When Innovation Fails

"Innovation can never be risk-free, but you can certainly make sure you look before you leap."

Ever since innovation became the buzzword du Jour, a lot of people seem to have lost their ability to tell smart ideas from stupid ones. Case in point: the financial "innovations" (read: stunningly stupid loan products) that kicked off the trillion-dollar economic meltdown mess we're currently in. The simplistic notion that "new equals good" has often been a recipe for grand-scale disaster, just as it was in the dotcom debacle at the turn of the millennium. And when the doo-doo inevitably hits the fan, it's all too easy to level the blame at innovation per se rather than admit to being a bonehead. Here's why many ideas that are labeled "innovations" are just plain stupidity.

Simply put, innovation goes wrong (sometimes big time) when an organization over-commits to an idea before validating the key assumptions on which it is based. Let's take the infamous sub-prime mortgage. The assumption here was that a jobless, homeless person who is just out of jail and doesn't even have a bank account can afford to make mortgage repayments of any description, let alone horrendously overpriced ones.

The idea of selling mortgages to poor people with bad credit was clearly "new" given that banks have traditionally offered 30-year, fixed-rate amortizing home loans to people who looked like they could actually pay the money back. But going after this risky, low-end market segment with a ripoff financial product wasn't exactly what C.K. Prahalad had in mind when he talked about "the fortune at the bottom of the pyramid." And it turns out - duh! - that this particular "financial innovation" wasn't a very smart one (to put it mildly), and even less smart when used as the cornerstone for a multitrillion dollar house-of-cards based on endless derivatives of derivatives.

It's precisely big boondoggles like this one that give innovation a bad name. In fact, columnist Paul Krugman wrote in the New York Times that "financial innovation" is a phase that "should, from now on, strike fear into investors' hearts." Yet should the financial services industry - or any industry for that matter - now decide to "throw the baby out with the bathwater" when it comes to innovation?

Absolutely not. It's worth remembering that over the last couple of decades, innovation has given us a string of success stories in financial services:
  • Charles Schwab's online equity trading

  • Commerce Bank's open-all-day, seven-days-a-week business model

  • First Direct's branchless banking

  • Grameen Bank's micro-credit lending concept

  • PayPal's user-friendly, online-payment service

  • Umpqua Bank's people-centered retail environments

The difference with these opportunities is that they were all based on very solid assumptions about the viability and sustainability of the business model; they were not built on proverbial sand. That's why these innovations have created significant new value and wealth, instead of destroying it.

Unfortunately, there are all too many cases where companies have overcommitted to an idea that wouldn't even pass the sanity test. These tend to be ideas where the customer benefit is unclear or unimportant to people, or where the technology is not yet up to the task, or where the market is just not there, or where the business model is so stupid that it's dead on arrival. Instead of first checking the validity of critical assumptions on which the idea is based, sometimes a company (or even a whole industry) decides to jump from 10,000 feet without a spare parachute, hoping against hope that the thing will somehow work.
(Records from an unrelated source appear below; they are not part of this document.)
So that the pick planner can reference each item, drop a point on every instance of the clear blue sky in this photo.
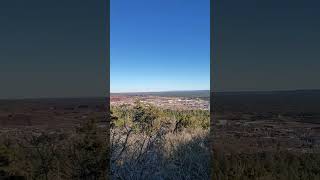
(159, 45)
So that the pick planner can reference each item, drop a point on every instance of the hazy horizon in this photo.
(159, 45)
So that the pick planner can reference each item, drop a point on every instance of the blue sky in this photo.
(159, 45)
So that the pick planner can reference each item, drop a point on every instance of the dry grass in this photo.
(164, 155)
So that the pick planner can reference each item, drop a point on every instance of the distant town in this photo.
(164, 102)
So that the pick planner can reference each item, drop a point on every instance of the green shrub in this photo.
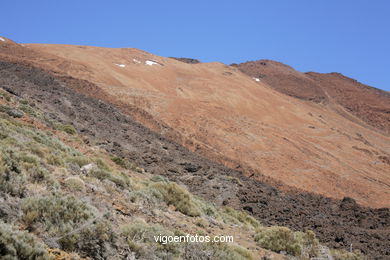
(57, 214)
(120, 179)
(12, 178)
(232, 216)
(345, 255)
(140, 238)
(74, 183)
(15, 244)
(93, 241)
(175, 195)
(11, 111)
(231, 252)
(69, 129)
(78, 160)
(283, 239)
(121, 162)
(27, 109)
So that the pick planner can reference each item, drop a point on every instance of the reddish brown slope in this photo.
(231, 118)
(368, 104)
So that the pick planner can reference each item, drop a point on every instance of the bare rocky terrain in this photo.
(368, 104)
(338, 223)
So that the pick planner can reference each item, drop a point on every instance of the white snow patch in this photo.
(151, 63)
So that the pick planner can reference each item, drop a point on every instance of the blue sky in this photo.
(349, 36)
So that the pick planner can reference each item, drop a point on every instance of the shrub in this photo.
(15, 244)
(231, 252)
(283, 239)
(27, 109)
(74, 183)
(345, 255)
(78, 160)
(232, 216)
(93, 241)
(121, 162)
(69, 129)
(140, 238)
(120, 179)
(57, 214)
(175, 195)
(12, 179)
(11, 111)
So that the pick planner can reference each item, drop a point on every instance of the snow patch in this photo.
(151, 63)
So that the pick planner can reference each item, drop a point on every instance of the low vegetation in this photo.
(15, 244)
(278, 239)
(92, 204)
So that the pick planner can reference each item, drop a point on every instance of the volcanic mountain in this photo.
(285, 146)
(242, 122)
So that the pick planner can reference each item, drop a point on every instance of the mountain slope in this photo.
(353, 100)
(233, 119)
(337, 223)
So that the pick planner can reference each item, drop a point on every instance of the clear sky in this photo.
(347, 36)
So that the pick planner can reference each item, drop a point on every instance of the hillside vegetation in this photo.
(63, 198)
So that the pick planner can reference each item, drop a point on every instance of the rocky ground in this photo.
(338, 223)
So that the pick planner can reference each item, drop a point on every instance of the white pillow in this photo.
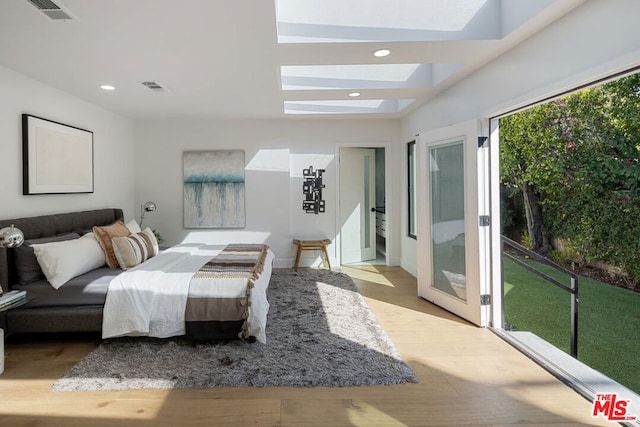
(133, 226)
(62, 261)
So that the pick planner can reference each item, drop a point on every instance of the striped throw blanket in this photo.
(220, 293)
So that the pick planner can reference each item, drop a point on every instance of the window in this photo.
(411, 185)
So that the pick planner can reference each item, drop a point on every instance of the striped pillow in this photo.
(135, 249)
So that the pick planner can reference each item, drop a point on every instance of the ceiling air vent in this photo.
(52, 10)
(155, 86)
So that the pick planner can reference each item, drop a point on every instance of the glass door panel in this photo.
(447, 219)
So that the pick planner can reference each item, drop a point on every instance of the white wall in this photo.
(276, 151)
(112, 142)
(596, 39)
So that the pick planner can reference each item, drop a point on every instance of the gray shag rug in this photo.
(320, 332)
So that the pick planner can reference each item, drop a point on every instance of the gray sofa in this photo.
(76, 306)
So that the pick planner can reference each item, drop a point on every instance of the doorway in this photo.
(362, 200)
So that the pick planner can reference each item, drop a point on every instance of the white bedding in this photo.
(150, 299)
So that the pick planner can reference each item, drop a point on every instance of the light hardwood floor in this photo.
(468, 376)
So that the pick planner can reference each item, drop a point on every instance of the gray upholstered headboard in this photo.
(52, 225)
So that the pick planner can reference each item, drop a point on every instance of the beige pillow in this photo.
(104, 235)
(135, 249)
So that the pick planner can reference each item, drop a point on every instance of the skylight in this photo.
(366, 76)
(308, 21)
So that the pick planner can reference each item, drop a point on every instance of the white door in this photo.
(357, 204)
(452, 253)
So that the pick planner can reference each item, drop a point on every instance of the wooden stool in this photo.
(304, 245)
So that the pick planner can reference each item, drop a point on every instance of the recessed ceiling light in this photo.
(380, 53)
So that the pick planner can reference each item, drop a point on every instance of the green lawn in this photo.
(608, 325)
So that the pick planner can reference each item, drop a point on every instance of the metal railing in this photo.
(573, 289)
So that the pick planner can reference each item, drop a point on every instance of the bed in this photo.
(78, 305)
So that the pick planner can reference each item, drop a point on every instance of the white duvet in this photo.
(150, 299)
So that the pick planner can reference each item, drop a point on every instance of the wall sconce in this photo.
(312, 189)
(147, 207)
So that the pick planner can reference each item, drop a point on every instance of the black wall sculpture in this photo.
(312, 188)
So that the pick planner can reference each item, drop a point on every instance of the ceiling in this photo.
(262, 58)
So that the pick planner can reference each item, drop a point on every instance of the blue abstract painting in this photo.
(214, 189)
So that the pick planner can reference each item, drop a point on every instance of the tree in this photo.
(572, 159)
Take Iridium, Motorola's failed satellite telephone venture, which was built on a fundamentally flawed assumption about the size of the target market. Basically, Motorola totally underestimated the speed at which cellular coverage would spread. Their premise was that there would be huge regional gaps in the global network - parts of the world that would have no mobile phone coverage for a long time to come. That would have made Iridium the perfect answer. It turned out quite quickly that those regions would be very few and far between (you would practically have to be an Arctic explorer to need an Iridium phone!), so the target market soon shrank to insignificance. This is something Motorola should have known better.

Or take Webvan, the "oh-so-dotcom" online grocery business that burned through a billion dollars and went belly-up. There was nothing fundamentally flawed about the idea of online grocery shopping, as a host of other retailers have since proven. Rather, Webvan's massive failure was based on a whole series of flawed and untested assumptions around the customer value proposition, the economic engine, the value of partnerships, and the product and service offering.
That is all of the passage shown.